2. **Ethical and Accountability Challenges:**
- **Decision-Making Responsibility:** AI-driven decisions (e.g., military targeting) delay accountability, raising ethical concerns about oversight and justice.
- **Bias in Training Data:** Overlooked biases in datasets can corrupt outcomes if unchecked, necessitating rigorous vetting processes.
3. **Environmental Concerns:**
- **Energy Consumption:** High reliance on coal-powered data centers (e.g., Apple’s facilities) contributes to carbon footprints and resource depletion.

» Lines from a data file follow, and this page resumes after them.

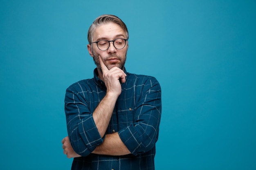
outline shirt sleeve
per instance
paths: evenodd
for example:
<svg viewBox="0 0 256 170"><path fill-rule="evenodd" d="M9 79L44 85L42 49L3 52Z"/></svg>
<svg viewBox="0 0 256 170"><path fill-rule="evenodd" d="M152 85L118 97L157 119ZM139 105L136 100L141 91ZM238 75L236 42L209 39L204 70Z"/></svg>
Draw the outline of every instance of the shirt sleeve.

- **Regulatory Gaps:** EU regulations fail to address AI's ecological impact comprehensively, risking long-term sustainability issues.
4. **Colonial Dynamics in Technology:**
- **Cognitive Task Displacement:** AI threatens to centralize knowledge work (e.g., training models) while devaluing human analysis.
- **Decentralized Labor Exploitation:** Global south populations bear the brunt of AI infrastructure without adequate recognition or compensation.
5. **Critical Reflections:**
- **Mixed Perspectives:** While acknowledging AI’s transformative potential, participants critique its socioeconomic and environmental risks.
- **Call for Equity:** Stress on transparent policies, equitable resource distribution, and inclusive design to mitigate negative impacts.
**Conclusion:**
The dialogue underscores the need for a balanced approach to AI development—emphasizing ethical governance, transparency, and equity. Addressing labor displacement, decarbonization efforts, and systemic biases is critical to harnessing AI’s benefits while avoiding societal harm. Policymakers must prioritize inclusive frameworks that integrate technological progress with sustainable practices and ethical responsibilities.